Em meio à essa deliberada apologia à insensatez, as lideranças do setor da pós-graduação brasileira, talvez o único a escapulir momentamente da tragédia que se abate sobre os demais segmentos educacionais, trabalham como se nada disso lhes dissesse respeito, ocupadas demais com os indices de produtividade acadêmica, com as bolsas e financiamentos oferecidos pelas empresas de capital intensivo e também com a oportunidade de criarem os MBAs disso ou daquilo.
Pior, essas mesmas lideranças e também as que constituem as cúpulas dirigentes do ensino superior brasileiro, portam-se como ovelhas pós-graduadas, diante da sonegação e fiscalização dos recursos fundamentais para a educação brasileira e frente às iniciativas patéticas como o ENEM, o ENADE, o ProUni, o REUNI e a nova Lei de Estágio, somente para citar alguns exemplos, baixadas à revelia de qualquer debate minimamente racional, e que por isso mesmo funcionam como deslavados simulacros do controle e da democratização da questão educacional no país.
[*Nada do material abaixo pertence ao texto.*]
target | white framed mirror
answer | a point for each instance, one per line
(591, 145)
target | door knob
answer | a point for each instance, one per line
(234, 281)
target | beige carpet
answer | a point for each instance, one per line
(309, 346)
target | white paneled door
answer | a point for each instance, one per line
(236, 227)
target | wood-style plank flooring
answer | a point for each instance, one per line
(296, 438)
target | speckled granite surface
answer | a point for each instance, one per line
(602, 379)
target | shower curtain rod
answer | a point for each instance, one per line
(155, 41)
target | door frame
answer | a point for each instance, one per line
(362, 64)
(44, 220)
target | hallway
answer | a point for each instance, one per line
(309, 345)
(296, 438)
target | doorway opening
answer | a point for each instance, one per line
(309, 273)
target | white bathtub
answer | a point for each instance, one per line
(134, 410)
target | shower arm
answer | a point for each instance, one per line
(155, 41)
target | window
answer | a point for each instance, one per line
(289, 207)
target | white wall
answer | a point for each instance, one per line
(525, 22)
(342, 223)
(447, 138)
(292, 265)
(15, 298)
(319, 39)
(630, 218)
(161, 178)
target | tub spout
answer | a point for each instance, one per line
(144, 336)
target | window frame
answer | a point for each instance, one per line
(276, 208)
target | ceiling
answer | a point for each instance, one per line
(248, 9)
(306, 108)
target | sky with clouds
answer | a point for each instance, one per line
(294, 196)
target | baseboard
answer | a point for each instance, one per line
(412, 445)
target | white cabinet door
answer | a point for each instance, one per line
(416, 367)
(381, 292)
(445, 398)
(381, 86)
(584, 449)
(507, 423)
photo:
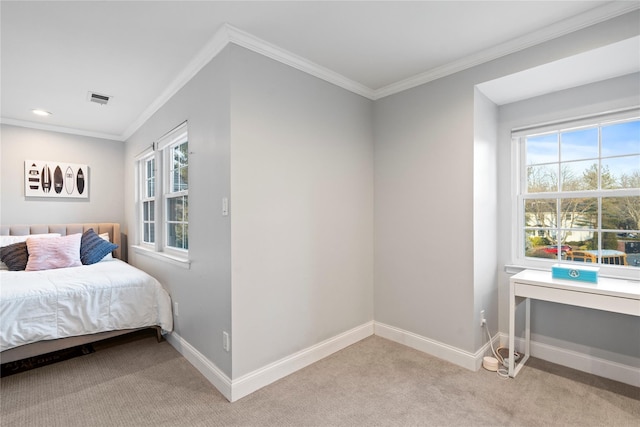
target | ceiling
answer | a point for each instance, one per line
(53, 53)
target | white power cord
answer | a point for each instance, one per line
(501, 371)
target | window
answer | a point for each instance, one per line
(148, 199)
(578, 193)
(164, 195)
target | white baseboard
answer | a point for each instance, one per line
(236, 389)
(211, 372)
(233, 390)
(581, 361)
(259, 378)
(471, 361)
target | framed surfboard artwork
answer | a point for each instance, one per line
(55, 179)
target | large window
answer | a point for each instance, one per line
(164, 194)
(579, 193)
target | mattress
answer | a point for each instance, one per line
(60, 303)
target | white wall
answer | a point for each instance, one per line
(425, 280)
(301, 208)
(104, 158)
(609, 336)
(203, 291)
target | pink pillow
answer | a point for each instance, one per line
(55, 252)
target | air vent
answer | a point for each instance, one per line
(98, 98)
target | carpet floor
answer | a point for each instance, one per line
(375, 382)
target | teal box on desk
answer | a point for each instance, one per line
(578, 274)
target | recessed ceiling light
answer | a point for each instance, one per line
(41, 112)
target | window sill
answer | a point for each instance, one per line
(171, 259)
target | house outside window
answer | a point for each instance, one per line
(578, 193)
(164, 195)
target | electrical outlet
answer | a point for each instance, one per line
(226, 343)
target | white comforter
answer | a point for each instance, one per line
(106, 296)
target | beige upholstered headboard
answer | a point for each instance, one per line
(64, 229)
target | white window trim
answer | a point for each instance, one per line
(159, 249)
(517, 176)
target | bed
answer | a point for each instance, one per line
(52, 309)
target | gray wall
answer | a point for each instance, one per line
(203, 291)
(104, 158)
(302, 210)
(425, 263)
(485, 215)
(606, 335)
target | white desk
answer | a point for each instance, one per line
(615, 295)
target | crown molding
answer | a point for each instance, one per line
(217, 43)
(262, 47)
(60, 129)
(558, 29)
(229, 34)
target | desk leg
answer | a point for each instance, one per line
(512, 327)
(527, 332)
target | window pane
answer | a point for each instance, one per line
(149, 232)
(178, 235)
(543, 243)
(179, 167)
(621, 138)
(621, 213)
(542, 149)
(541, 213)
(579, 212)
(542, 179)
(176, 209)
(579, 144)
(150, 178)
(621, 172)
(579, 176)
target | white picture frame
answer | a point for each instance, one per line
(55, 179)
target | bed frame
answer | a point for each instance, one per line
(48, 346)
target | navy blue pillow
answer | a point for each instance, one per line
(15, 256)
(93, 247)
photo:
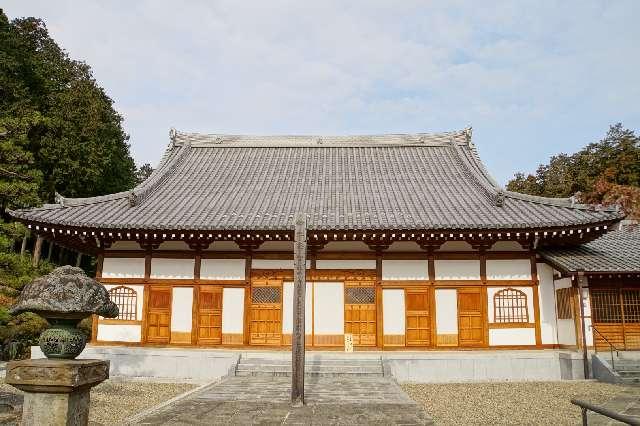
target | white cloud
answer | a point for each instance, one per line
(533, 78)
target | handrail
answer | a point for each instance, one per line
(611, 346)
(587, 406)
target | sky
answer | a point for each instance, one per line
(533, 78)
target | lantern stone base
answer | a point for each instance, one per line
(56, 390)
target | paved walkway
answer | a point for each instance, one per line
(264, 400)
(627, 402)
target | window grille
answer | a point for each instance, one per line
(631, 304)
(605, 306)
(563, 303)
(265, 295)
(127, 301)
(510, 305)
(360, 295)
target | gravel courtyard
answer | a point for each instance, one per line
(521, 403)
(113, 401)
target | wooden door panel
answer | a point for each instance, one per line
(266, 313)
(360, 313)
(159, 315)
(210, 315)
(418, 321)
(471, 321)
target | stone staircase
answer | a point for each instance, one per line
(262, 365)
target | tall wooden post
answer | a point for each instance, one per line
(299, 288)
(582, 283)
(37, 250)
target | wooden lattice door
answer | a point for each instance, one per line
(471, 321)
(418, 320)
(266, 313)
(159, 315)
(210, 315)
(360, 313)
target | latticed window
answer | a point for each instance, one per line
(563, 303)
(605, 305)
(265, 295)
(510, 305)
(360, 295)
(127, 301)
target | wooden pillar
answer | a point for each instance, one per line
(37, 250)
(583, 283)
(23, 247)
(299, 289)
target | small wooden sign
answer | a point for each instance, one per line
(348, 342)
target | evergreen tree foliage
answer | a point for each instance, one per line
(604, 172)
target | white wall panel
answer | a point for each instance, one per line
(393, 311)
(222, 269)
(512, 336)
(181, 305)
(172, 268)
(528, 291)
(328, 308)
(121, 267)
(548, 323)
(457, 269)
(119, 333)
(511, 269)
(233, 310)
(287, 308)
(446, 311)
(346, 264)
(405, 270)
(139, 289)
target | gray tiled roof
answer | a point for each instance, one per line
(223, 182)
(616, 251)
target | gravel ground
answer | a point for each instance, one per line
(113, 401)
(522, 403)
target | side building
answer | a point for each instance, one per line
(411, 244)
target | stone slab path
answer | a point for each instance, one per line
(265, 400)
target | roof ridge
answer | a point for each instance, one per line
(462, 137)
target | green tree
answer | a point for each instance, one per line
(607, 172)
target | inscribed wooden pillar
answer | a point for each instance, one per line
(299, 288)
(37, 250)
(583, 283)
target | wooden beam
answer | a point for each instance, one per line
(299, 289)
(37, 250)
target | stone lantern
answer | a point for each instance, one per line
(57, 388)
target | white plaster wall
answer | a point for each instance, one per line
(506, 246)
(233, 310)
(181, 306)
(222, 269)
(548, 319)
(287, 308)
(172, 268)
(120, 267)
(139, 289)
(512, 336)
(405, 270)
(119, 333)
(328, 308)
(125, 245)
(446, 311)
(346, 264)
(566, 332)
(393, 311)
(511, 269)
(457, 269)
(491, 291)
(455, 246)
(174, 245)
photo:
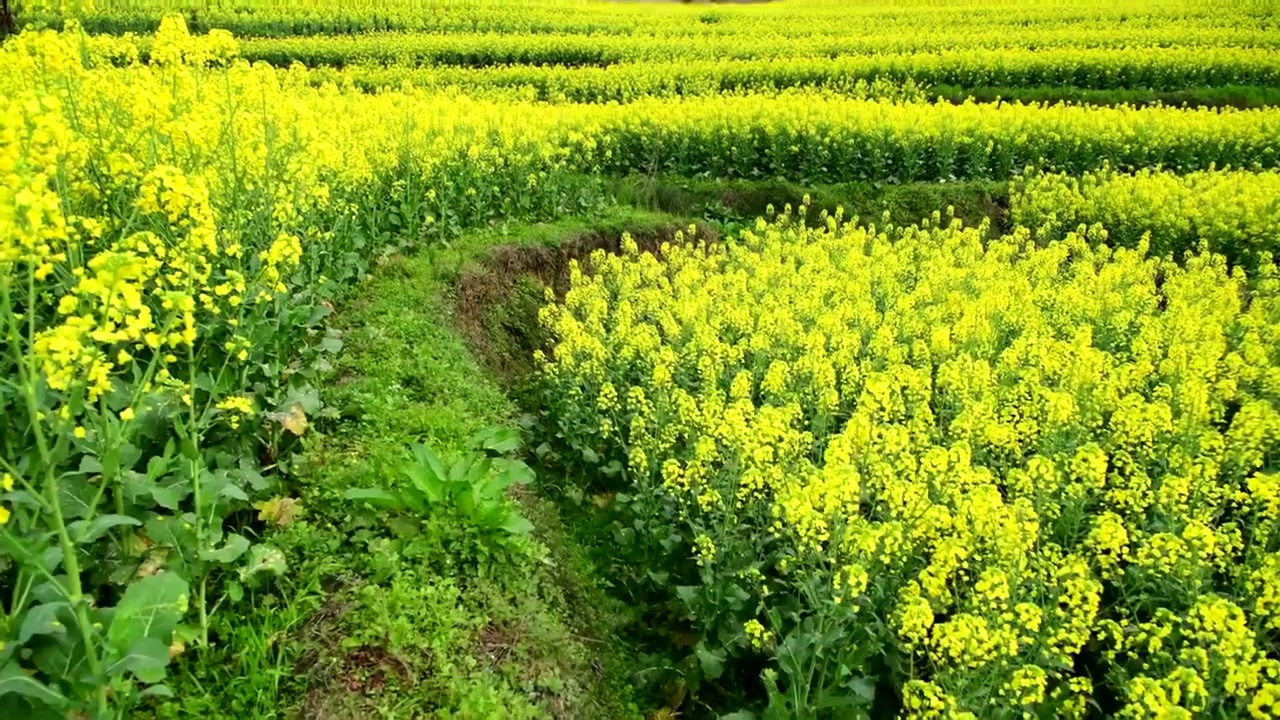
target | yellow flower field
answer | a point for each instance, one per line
(977, 459)
(1029, 468)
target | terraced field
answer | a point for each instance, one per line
(521, 359)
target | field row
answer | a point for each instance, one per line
(891, 28)
(1037, 59)
(172, 237)
(915, 470)
(571, 77)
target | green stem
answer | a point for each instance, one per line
(71, 561)
(197, 490)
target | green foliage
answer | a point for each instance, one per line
(472, 490)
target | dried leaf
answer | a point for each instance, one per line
(295, 420)
(280, 511)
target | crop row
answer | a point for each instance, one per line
(565, 49)
(170, 237)
(922, 472)
(1235, 214)
(965, 23)
(1098, 69)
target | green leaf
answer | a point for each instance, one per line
(375, 496)
(711, 661)
(14, 680)
(426, 481)
(329, 345)
(517, 524)
(42, 620)
(229, 552)
(151, 607)
(176, 534)
(146, 659)
(428, 459)
(97, 527)
(158, 691)
(263, 559)
(497, 440)
(318, 313)
(510, 473)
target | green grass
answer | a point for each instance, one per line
(1225, 96)
(370, 625)
(732, 204)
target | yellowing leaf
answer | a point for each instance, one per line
(295, 420)
(280, 511)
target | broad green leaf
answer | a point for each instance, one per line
(88, 532)
(14, 679)
(146, 659)
(176, 534)
(375, 496)
(497, 440)
(517, 524)
(510, 473)
(425, 479)
(42, 620)
(151, 607)
(428, 458)
(711, 661)
(229, 552)
(263, 559)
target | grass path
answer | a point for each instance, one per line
(370, 625)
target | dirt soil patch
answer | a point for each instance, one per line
(497, 299)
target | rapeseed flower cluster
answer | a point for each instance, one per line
(974, 441)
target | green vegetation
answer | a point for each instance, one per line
(576, 359)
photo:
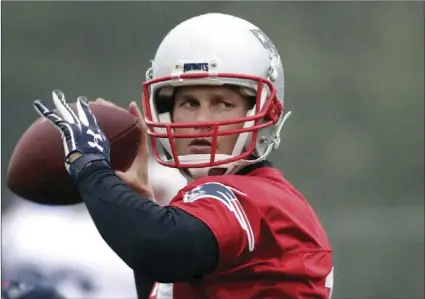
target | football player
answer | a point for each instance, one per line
(213, 104)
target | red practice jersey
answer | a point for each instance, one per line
(271, 243)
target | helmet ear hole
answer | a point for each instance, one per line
(163, 100)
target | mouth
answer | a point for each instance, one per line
(200, 146)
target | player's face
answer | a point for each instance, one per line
(204, 104)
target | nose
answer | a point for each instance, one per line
(204, 115)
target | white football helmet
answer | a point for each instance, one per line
(216, 49)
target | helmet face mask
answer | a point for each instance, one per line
(261, 116)
(184, 59)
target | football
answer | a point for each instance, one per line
(36, 168)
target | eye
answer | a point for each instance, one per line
(225, 105)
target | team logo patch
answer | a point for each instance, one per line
(225, 195)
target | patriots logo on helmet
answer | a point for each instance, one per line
(225, 195)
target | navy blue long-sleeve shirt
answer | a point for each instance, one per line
(161, 244)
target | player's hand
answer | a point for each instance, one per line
(137, 175)
(80, 133)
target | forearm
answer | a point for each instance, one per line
(166, 242)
Como não existe exemplo de nação que tenha dado certo em meio a tal descaso histórico com a educação, que optou ainda pela exportação de capitais e em detrimento dos investimentos necessários ao desenvolvimento humano de seus habitantes, o futuro do país, que segundo Stefan Zweig seria vocacionado para um desenvolvimento pacífico e civilizador, encontra-se agora sob a perspectiva sombria e atordoante, do aprofundamento de um extraordinário nível de violência social, cada vez mais iminente, que o pesquisador e especialista em literatura médica, Luís Mir, não hesita em já classificá-lo como autêntico estado de guerra civil.